Ночью она погладила меня по волосам, но я притворился спящим. А потом заснул по-настоящему, впервые за эту неделю, — но утром не сказал ей об этом.
Наши отношения, особенно вначале, были странными. Семь месяцев прошло, пока мы по-настоящему полюбили друг друга, и любовь эта продолжалась почти целый год. Пока не исчезла.
Сперва мы видались нечасто, словно прежде, чем перейти к естественным, регулярным отношениям, необходимо было дать некий серьезный обет. (Именно этого я и боялся.)
Кроме того, был тот, другой Макс. Если честно, я игнорировал факт его существования. Для проформы я притворялся, что блюду его интересы — не раз, при помощи разных хитростей, я убеждался в постоянстве Сабины, — и вдобавок позволял себе полагаться на благотворные перемены. Казалось, она не слишком встревожена возникшей дилеммой, из чего я скоро сделал вывод, что другого Макса можно не принимать во внимание.
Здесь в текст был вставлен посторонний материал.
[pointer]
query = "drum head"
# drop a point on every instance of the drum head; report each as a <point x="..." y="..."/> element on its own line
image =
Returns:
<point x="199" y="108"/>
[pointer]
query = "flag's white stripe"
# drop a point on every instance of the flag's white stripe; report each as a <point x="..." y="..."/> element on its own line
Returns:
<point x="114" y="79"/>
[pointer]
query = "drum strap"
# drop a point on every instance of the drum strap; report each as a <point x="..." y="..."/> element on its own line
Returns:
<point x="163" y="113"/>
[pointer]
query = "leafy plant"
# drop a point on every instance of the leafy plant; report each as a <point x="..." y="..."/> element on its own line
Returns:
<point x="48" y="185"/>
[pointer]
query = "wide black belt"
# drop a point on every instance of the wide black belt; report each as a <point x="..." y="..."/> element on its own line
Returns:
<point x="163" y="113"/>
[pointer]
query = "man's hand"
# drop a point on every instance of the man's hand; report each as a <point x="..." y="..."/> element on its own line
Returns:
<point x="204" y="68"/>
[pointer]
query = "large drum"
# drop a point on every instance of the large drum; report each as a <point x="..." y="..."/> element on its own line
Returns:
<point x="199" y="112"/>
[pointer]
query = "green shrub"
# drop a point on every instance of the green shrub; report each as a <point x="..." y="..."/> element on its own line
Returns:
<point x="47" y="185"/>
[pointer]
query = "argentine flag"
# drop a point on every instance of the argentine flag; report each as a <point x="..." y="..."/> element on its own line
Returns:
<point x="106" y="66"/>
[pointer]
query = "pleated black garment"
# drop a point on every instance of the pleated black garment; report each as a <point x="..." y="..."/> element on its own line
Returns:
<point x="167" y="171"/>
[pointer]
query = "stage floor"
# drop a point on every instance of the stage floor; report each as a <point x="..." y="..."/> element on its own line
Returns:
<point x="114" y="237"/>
Она звонила часто. Наскоро пересказывала какую-то смешную историю или по нескольку раз спрашивала моего мнения по тому или иному вопросу. Но любила держать меня на известном расстоянии, сохраняя полную независимость. Она была непредсказуема, но ощущение опасности не уменьшало мой энтузиазм, я не мог заставить себя смирить нетерпение, не идти ей навстречу.
За кого она меня принимала?
Когда я звонил ей, у меня всегда был готов план действий. Кино, или обед вдвоем, или театр. Некая цель. Нам не удавалось встречаться чаще чем раз в три недели.
Ясно: «другой» Макс служил удобной отговоркой.
Удивительна была чистота, с которой она шла мне навстречу, и это давало мне время собраться с силами, чтобы видеться с ней, а потом — чтобы прийти в себя. Почти двадцать дней ушло только на то, чтобы убедить себя в романтических чувствах и в том, что я действительно хочу ее видеть. Что я смогу это перенести.
Она оказалась для меня слишком открытой, слишком любопытной, почти неуправляемой. О своей работе в музее Анны Франк она говорила так, словно это была некая миссия. Называла музей: Дом. Всякую историю о своем отце, всякий вопрос о моем начинался с рассказа о том, что случилось у нее на службе.
Я изо всех сил старался сдерживать Сабину, обходить ее вопросы, вести легкую беседу. Я не хотел знать о ней столько, сколько она хотела узнать обо мне.
Ведь мы
И все равно я продолжал ей звонить. Отчего-то я знал, что она принадлежит мне. Под ее серьезностью, озабоченностью проблемами добра и зла, интересом к своему и моему отцу, который я находил навязчивой идеей, лежало бескрайнее море чувств. Она могла, как ребенок, взорваться безумным, заразительным хохотом, ничего не оставлявшим от ее серьезности. Могла смеяться над собой: мне вспоминается море самопородий. Она обожала детские шалости. Она иронизировала в мой адрес, анализировала меня, издевалась надо мной. Если честно, мы были не друзьями, но буйными насмешниками. Я обожал поддразнивать ее, и она с удовольствием позволяла мне это.
Ее серьезность делала меня острым и точным, ее патетика — трезвым и сильным, а смех служил нам обоим защитой от всего этого.
Предательство. Это слово вошло в мою плоть и кровь. Оно грозно выглядывало отовсюду. В нем одном было слишком много слов. А когда их слишком много, в словах можно потонуть, можно раствориться. Я охранял свои тайны, я боялся пораниться и молчал.